Second, certificates of investment are issued with the loan calling for the monthly payment of an amount sufficient to pay the loan at the end of the year. This certificate is assigned to the company and of course has only the value of the amounts paid back to the lender.

Third, the Morris Plan receives no deposits and does not carry on a banking business.

There are features of the relator's business which resemble that of National banks:

First, it lends money on notes of the borrower, secured by two indorsers or co-makers. As collateral to this note there is given the installment investment certificate.

Second, the company lends money up to $5,000, taking as collateral stocks or bonds. In this instance no note of the borrower is required, but a certificate of investment is issued, or taken, requiring weekly or monthly payments. In this kind of loan and in the one above mentioned, the Morris Plan calls for the loaning of money on collateral or notes for which interest is charged or a discount made, the loan being repaid by installments instead of in a lump sum at a fixed period.

The brief for the assessors states that National banks in New York city have established a system of making small loans to be repaid in installments. Whether this be so or not, I can find nothing in the Federal Banking Laws to prevent such a practice.

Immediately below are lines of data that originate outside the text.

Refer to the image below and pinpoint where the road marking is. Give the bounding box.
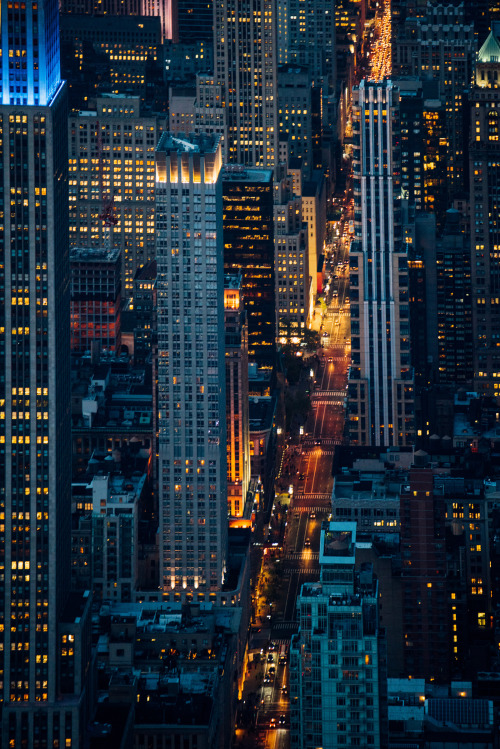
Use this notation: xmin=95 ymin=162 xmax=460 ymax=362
xmin=281 ymin=549 xmax=319 ymax=560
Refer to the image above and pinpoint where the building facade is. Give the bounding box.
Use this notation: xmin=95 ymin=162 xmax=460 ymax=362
xmin=224 ymin=273 xmax=250 ymax=518
xmin=69 ymin=94 xmax=166 ymax=297
xmin=214 ymin=0 xmax=278 ymax=167
xmin=70 ymin=248 xmax=121 ymax=353
xmin=274 ymin=170 xmax=308 ymax=344
xmin=0 ymin=0 xmax=90 ymax=749
xmin=469 ymin=22 xmax=500 ymax=395
xmin=348 ymin=81 xmax=414 ymax=445
xmin=156 ymin=133 xmax=227 ymax=600
xmin=392 ymin=0 xmax=476 ymax=195
xmin=61 ymin=0 xmax=176 ymax=39
xmin=290 ymin=521 xmax=387 ymax=749
xmin=222 ymin=166 xmax=276 ymax=368
xmin=277 ymin=0 xmax=336 ymax=92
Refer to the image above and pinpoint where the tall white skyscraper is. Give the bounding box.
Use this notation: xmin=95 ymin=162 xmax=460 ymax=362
xmin=214 ymin=0 xmax=278 ymax=167
xmin=156 ymin=133 xmax=227 ymax=600
xmin=0 ymin=0 xmax=90 ymax=749
xmin=348 ymin=80 xmax=414 ymax=445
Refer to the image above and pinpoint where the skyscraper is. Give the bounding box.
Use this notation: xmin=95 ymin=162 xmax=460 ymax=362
xmin=392 ymin=2 xmax=476 ymax=195
xmin=214 ymin=0 xmax=278 ymax=167
xmin=222 ymin=166 xmax=276 ymax=369
xmin=156 ymin=133 xmax=227 ymax=600
xmin=0 ymin=0 xmax=90 ymax=749
xmin=469 ymin=22 xmax=500 ymax=395
xmin=61 ymin=0 xmax=176 ymax=39
xmin=68 ymin=94 xmax=166 ymax=296
xmin=276 ymin=0 xmax=336 ymax=93
xmin=290 ymin=521 xmax=387 ymax=749
xmin=224 ymin=273 xmax=250 ymax=517
xmin=348 ymin=80 xmax=414 ymax=445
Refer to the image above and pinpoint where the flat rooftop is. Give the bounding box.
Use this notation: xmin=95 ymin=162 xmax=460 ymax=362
xmin=222 ymin=164 xmax=273 ymax=182
xmin=156 ymin=132 xmax=220 ymax=153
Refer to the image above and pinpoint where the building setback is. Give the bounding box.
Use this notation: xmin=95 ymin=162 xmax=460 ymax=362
xmin=156 ymin=133 xmax=227 ymax=600
xmin=69 ymin=94 xmax=166 ymax=296
xmin=214 ymin=0 xmax=278 ymax=167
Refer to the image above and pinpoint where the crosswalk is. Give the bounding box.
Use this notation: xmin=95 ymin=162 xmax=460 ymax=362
xmin=311 ymin=390 xmax=346 ymax=398
xmin=311 ymin=398 xmax=344 ymax=408
xmin=281 ymin=549 xmax=319 ymax=561
xmin=293 ymin=503 xmax=330 ymax=512
xmin=304 ymin=437 xmax=341 ymax=447
xmin=273 ymin=622 xmax=299 ymax=632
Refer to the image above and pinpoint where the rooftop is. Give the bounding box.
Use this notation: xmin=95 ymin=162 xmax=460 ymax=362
xmin=156 ymin=132 xmax=220 ymax=154
xmin=222 ymin=164 xmax=273 ymax=182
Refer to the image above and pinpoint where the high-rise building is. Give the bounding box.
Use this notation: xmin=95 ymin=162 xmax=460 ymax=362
xmin=278 ymin=65 xmax=313 ymax=179
xmin=348 ymin=80 xmax=414 ymax=445
xmin=276 ymin=0 xmax=336 ymax=93
xmin=401 ymin=468 xmax=450 ymax=681
xmin=290 ymin=521 xmax=387 ymax=749
xmin=222 ymin=166 xmax=276 ymax=368
xmin=60 ymin=13 xmax=163 ymax=109
xmin=70 ymin=248 xmax=121 ymax=353
xmin=469 ymin=22 xmax=500 ymax=395
xmin=0 ymin=0 xmax=90 ymax=749
xmin=214 ymin=0 xmax=278 ymax=167
xmin=69 ymin=94 xmax=166 ymax=296
xmin=436 ymin=208 xmax=474 ymax=386
xmin=174 ymin=0 xmax=214 ymax=46
xmin=224 ymin=273 xmax=250 ymax=518
xmin=156 ymin=133 xmax=227 ymax=600
xmin=61 ymin=0 xmax=176 ymax=39
xmin=274 ymin=168 xmax=310 ymax=343
xmin=392 ymin=0 xmax=476 ymax=195
xmin=398 ymin=78 xmax=448 ymax=228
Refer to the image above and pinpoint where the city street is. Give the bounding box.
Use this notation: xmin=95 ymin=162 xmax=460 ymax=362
xmin=236 ymin=224 xmax=350 ymax=749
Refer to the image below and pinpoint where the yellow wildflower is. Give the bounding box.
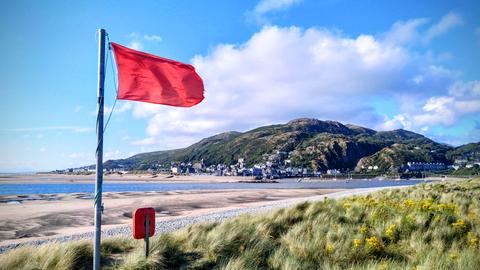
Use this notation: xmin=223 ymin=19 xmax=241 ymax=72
xmin=353 ymin=238 xmax=362 ymax=248
xmin=467 ymin=232 xmax=478 ymax=248
xmin=449 ymin=252 xmax=458 ymax=260
xmin=385 ymin=224 xmax=397 ymax=240
xmin=403 ymin=199 xmax=415 ymax=208
xmin=452 ymin=219 xmax=467 ymax=230
xmin=365 ymin=236 xmax=383 ymax=251
xmin=326 ymin=244 xmax=335 ymax=253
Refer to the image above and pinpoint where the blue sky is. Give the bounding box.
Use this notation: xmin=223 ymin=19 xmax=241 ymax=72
xmin=0 ymin=0 xmax=480 ymax=171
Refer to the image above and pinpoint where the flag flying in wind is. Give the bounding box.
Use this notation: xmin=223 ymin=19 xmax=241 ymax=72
xmin=111 ymin=42 xmax=204 ymax=107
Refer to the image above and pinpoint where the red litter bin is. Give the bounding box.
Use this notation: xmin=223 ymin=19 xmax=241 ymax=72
xmin=133 ymin=207 xmax=155 ymax=239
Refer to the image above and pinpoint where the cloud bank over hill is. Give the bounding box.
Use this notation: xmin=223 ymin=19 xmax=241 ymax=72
xmin=129 ymin=13 xmax=480 ymax=149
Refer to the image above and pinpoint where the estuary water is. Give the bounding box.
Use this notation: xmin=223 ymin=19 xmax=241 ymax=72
xmin=0 ymin=179 xmax=424 ymax=195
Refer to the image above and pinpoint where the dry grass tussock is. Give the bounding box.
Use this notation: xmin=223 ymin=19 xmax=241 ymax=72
xmin=0 ymin=179 xmax=480 ymax=270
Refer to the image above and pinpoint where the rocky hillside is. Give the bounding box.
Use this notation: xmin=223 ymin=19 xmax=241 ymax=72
xmin=97 ymin=118 xmax=478 ymax=171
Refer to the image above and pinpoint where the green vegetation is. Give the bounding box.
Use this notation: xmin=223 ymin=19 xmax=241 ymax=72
xmin=105 ymin=118 xmax=462 ymax=173
xmin=0 ymin=179 xmax=480 ymax=270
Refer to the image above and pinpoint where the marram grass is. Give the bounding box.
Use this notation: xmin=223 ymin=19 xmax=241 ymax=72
xmin=0 ymin=179 xmax=480 ymax=270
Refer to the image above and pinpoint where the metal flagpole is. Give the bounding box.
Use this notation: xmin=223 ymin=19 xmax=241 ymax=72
xmin=93 ymin=29 xmax=106 ymax=270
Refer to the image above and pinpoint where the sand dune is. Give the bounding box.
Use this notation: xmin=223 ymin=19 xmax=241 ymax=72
xmin=0 ymin=189 xmax=336 ymax=244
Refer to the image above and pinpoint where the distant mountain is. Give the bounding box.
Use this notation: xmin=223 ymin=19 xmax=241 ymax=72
xmin=96 ymin=118 xmax=479 ymax=171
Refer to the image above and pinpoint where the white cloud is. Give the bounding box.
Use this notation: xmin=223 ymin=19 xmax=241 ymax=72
xmin=126 ymin=32 xmax=162 ymax=51
xmin=379 ymin=81 xmax=480 ymax=131
xmin=129 ymin=23 xmax=466 ymax=149
xmin=385 ymin=18 xmax=428 ymax=44
xmin=253 ymin=0 xmax=301 ymax=14
xmin=424 ymin=12 xmax=462 ymax=42
xmin=132 ymin=137 xmax=155 ymax=146
xmin=383 ymin=12 xmax=462 ymax=45
xmin=249 ymin=0 xmax=302 ymax=25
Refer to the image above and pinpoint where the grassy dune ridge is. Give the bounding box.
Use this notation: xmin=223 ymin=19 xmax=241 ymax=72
xmin=0 ymin=179 xmax=480 ymax=269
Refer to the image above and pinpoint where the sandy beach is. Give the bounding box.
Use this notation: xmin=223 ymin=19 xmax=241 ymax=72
xmin=0 ymin=187 xmax=339 ymax=245
xmin=0 ymin=174 xmax=253 ymax=184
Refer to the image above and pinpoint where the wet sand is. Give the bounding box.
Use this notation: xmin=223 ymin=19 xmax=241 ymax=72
xmin=0 ymin=174 xmax=253 ymax=184
xmin=0 ymin=188 xmax=340 ymax=244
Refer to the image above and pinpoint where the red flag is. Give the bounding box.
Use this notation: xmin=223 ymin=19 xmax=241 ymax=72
xmin=111 ymin=42 xmax=204 ymax=107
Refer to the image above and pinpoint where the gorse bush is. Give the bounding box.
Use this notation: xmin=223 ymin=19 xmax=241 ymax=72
xmin=0 ymin=180 xmax=480 ymax=270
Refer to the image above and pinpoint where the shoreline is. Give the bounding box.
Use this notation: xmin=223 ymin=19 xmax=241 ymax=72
xmin=0 ymin=189 xmax=341 ymax=245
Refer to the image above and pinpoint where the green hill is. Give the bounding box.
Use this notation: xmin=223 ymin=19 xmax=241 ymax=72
xmin=101 ymin=118 xmax=472 ymax=171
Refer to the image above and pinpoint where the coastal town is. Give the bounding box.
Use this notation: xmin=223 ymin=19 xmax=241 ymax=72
xmin=61 ymin=148 xmax=480 ymax=180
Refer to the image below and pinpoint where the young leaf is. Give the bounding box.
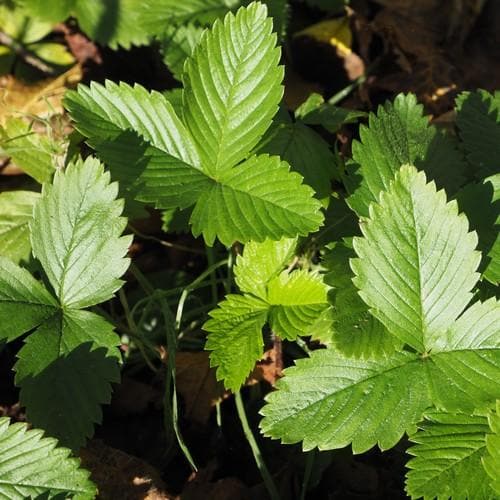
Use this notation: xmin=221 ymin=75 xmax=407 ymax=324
xmin=406 ymin=411 xmax=493 ymax=499
xmin=0 ymin=417 xmax=97 ymax=500
xmin=260 ymin=349 xmax=430 ymax=453
xmin=345 ymin=94 xmax=465 ymax=216
xmin=483 ymin=401 xmax=500 ymax=495
xmin=183 ymin=3 xmax=283 ymax=178
xmin=352 ymin=166 xmax=481 ymax=352
xmin=456 ymin=90 xmax=500 ymax=179
xmin=203 ymin=295 xmax=269 ymax=391
xmin=0 ymin=191 xmax=40 ymax=263
xmin=15 ymin=309 xmax=120 ymax=449
xmin=191 ymin=155 xmax=323 ymax=245
xmin=234 ymin=238 xmax=297 ymax=300
xmin=267 ymin=269 xmax=328 ymax=340
xmin=0 ymin=257 xmax=57 ymax=341
xmin=31 ymin=158 xmax=131 ymax=308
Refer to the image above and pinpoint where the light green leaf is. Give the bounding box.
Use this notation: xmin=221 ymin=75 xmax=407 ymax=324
xmin=191 ymin=155 xmax=323 ymax=245
xmin=203 ymin=295 xmax=269 ymax=391
xmin=0 ymin=257 xmax=57 ymax=341
xmin=15 ymin=309 xmax=120 ymax=449
xmin=0 ymin=417 xmax=97 ymax=500
xmin=183 ymin=3 xmax=283 ymax=178
xmin=258 ymin=122 xmax=335 ymax=198
xmin=406 ymin=411 xmax=495 ymax=500
xmin=351 ymin=165 xmax=481 ymax=352
xmin=261 ymin=349 xmax=430 ymax=453
xmin=483 ymin=401 xmax=500 ymax=495
xmin=267 ymin=269 xmax=328 ymax=340
xmin=0 ymin=191 xmax=40 ymax=263
xmin=234 ymin=238 xmax=297 ymax=300
xmin=345 ymin=94 xmax=465 ymax=216
xmin=323 ymin=243 xmax=401 ymax=358
xmin=427 ymin=298 xmax=500 ymax=412
xmin=456 ymin=90 xmax=500 ymax=179
xmin=31 ymin=157 xmax=131 ymax=308
xmin=0 ymin=118 xmax=56 ymax=183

As the record, however, before us contains no evidence of this fact, we will disregard it in our determination, and assume that the National banks have not adopted any of the distinctive features of the Morris Plan, as above mentioned. *Page 92

Nevertheless, the principal underlying fact remains: that the company is in the business of lending its capital to borrowers, on collateral, notes, bonds, stock or certificates of investment, for profit; and that upon payment of the loans it reinvests the moneys. Thus, moneyed capital of the Morris Plan comes into competition with the business of National banks. That the money may be repaid in installments and advanced on light security may be an attractive feature to the borrower, intensifying the competition; that the State may permit the company to make more than six per cent on its loans is an incident of the business which may attract capital to these companies for capital investment and divert it from the stock of National banks. Whichever way we look at it, the business of the Morris Plan and that of National banks is making money out of loans on notes and collateral security, with some advantages in favor of the Morris Plan, because of its appeal to small borrowers.

Attention may be called in this connection to chapter 286 of the Laws of 1926, which has repealed the section of the Tax Law with which we are dealing, and all other sections providing for a moneyed capital assessment.

The orders of the Appellate Division reversing the Special Term and sustaining the assessment for the years 1923, 1924, 1925 and 1926 are in accordance with our decisions and those of the United States Supreme Court, and must be affirmed.

The orders should be affirmed, with costs.

CARDOZO, Ch. J., POUND, LEHMAN, KELLOGG, O'BRIEN and HUBBS, JJ., concur.